Boa parte delas acham que já sabem todas as respostas e não precisam consultar os consumidores. Outras tem medo de mostrar suas ideias às pessoas. Por que? Porque tem medo de terem as ideias roubadas. Mas isso não faz sentido algum. Hoje, num mundo extremamente dinâmico, não importa apenas ter ideias. O que importa é conseguir colocá-las em prática o mais rápido possível. Não é preciso ter a ideia mais perfeita e bem acabada. O que as empresas precisam é jogar as ideias no mercado, testá-las e aí aprimorá-las. A Microsoft fez um ótimo estudo. Eles analisaram todos os produtos que colocaram no mercado nos últimos dez anos para tentar descobrir se o que as inovações colocadas em prática realmente melhoraram as métricas que elas deveriam melhorar. Um terço das inovações teve um impacto negativo sobre o produto. Outro um terço não teve qualquer impacto sobre o produto. E apenas um terço das ideias realmente agregaram algum tipo de valor e geraram retorno sobre o investimento. Imagine o quanto de dinheiro eles poderiam ter economizado se tivesse primeiro testado essas ideias ainda que inacabadas. Eles teriam percebido o impacto negativo ou zero e rapidamente mudariam de planos.

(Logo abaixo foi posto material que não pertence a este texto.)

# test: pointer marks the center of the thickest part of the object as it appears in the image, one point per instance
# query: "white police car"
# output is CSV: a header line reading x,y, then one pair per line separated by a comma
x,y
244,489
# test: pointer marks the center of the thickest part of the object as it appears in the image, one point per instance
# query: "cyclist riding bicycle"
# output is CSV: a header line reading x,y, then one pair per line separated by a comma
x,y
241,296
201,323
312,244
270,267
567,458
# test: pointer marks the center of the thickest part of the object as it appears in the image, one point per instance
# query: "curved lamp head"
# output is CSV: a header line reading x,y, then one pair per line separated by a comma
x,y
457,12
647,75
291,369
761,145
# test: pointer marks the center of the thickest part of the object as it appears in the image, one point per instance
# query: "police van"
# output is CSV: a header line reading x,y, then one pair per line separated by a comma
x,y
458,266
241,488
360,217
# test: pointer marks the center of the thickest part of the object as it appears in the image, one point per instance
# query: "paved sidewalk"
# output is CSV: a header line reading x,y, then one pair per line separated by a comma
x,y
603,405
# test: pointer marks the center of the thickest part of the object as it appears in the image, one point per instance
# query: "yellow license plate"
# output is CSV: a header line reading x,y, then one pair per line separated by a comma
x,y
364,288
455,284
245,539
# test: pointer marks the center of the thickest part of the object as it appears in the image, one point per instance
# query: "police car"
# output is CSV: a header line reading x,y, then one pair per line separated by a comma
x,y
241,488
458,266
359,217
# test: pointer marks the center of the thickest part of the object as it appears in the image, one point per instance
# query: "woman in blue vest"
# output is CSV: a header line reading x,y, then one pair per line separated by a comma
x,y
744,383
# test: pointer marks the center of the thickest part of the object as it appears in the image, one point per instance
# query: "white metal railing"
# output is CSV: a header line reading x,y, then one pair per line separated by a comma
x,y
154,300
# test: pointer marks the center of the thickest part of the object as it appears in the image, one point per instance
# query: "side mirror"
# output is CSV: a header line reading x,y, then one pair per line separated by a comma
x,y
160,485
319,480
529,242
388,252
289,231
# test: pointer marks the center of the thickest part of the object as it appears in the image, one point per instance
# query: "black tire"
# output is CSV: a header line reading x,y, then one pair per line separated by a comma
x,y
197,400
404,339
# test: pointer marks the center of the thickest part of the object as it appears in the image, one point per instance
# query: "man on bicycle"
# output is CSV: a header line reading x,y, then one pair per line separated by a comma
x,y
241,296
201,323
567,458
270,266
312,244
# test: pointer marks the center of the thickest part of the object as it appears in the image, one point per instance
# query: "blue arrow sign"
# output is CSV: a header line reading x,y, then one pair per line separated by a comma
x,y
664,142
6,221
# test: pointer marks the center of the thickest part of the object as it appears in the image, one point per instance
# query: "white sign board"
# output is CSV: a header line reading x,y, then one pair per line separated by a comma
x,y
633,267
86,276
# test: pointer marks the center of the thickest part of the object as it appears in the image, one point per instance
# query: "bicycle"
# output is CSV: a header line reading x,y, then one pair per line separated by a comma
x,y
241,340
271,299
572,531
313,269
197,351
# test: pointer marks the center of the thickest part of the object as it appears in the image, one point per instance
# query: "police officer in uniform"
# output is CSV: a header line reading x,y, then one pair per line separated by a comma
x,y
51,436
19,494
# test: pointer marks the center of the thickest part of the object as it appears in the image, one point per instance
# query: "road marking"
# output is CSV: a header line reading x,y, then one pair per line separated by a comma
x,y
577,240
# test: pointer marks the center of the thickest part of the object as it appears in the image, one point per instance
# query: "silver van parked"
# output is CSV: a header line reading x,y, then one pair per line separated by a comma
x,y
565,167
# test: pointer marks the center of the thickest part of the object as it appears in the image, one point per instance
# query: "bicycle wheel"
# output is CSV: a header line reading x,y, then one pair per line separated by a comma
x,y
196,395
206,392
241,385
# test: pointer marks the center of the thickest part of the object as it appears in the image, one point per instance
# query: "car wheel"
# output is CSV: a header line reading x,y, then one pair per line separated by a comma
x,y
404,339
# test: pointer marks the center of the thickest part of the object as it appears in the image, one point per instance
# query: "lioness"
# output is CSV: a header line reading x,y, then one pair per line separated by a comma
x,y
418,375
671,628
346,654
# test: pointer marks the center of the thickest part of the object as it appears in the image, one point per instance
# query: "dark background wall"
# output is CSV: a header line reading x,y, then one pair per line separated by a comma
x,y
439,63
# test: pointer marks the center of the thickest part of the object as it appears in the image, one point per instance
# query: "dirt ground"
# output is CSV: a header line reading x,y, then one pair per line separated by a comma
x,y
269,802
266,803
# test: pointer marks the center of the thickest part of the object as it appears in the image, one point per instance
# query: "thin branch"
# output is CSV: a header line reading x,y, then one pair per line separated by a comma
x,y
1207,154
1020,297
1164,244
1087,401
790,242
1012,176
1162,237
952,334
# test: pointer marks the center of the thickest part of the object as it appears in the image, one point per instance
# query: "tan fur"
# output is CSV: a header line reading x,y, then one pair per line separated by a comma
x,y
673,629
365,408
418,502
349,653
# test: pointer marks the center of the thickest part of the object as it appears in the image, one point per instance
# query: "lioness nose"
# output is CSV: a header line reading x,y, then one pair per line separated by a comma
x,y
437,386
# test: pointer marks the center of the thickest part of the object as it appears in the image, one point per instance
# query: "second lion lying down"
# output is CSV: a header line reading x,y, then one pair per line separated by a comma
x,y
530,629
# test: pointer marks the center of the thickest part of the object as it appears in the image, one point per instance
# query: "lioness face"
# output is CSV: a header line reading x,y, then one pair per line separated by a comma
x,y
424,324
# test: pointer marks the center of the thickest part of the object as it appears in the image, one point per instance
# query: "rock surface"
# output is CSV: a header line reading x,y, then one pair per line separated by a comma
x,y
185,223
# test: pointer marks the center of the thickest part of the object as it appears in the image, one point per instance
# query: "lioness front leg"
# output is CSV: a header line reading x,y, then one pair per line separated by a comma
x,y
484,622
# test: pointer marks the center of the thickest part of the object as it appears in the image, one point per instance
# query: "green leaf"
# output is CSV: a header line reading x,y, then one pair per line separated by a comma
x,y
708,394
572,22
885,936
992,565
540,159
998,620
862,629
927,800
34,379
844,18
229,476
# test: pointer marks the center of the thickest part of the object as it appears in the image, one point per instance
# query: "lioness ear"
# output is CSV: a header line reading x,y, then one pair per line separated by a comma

O que fará então as empresas de hoje serem bem-sucedidas durante muito tempo?

Pense no S&P 500, o índice que reúne as empresas mais bem cotadas do mundo. Nos anos 60, a idade média das empresas que integravam o índice era de 60 anos. Hoje, a idade média das empresas que compõem o índice é de quinze anos. As empresas que estavam no índice nos anos 60, não estão mais lá. A única companhia que permanece desde a criação do S&P 500 é a General Electric (GE). Eles começaram como uma companhia elétrica e hoje eles são uma empresa de serviços financeiros. Eles estão continuamente reinventando seu modelo de negócios. As empresas que vão viver muitos anos serão as que conseguem construir essa capacidade de inovar internamente, de quebrar e refazer seu modelo de negócios. Elas sabem quando entrar na onda, mas também sabem a hora de sair quando a onda perde força.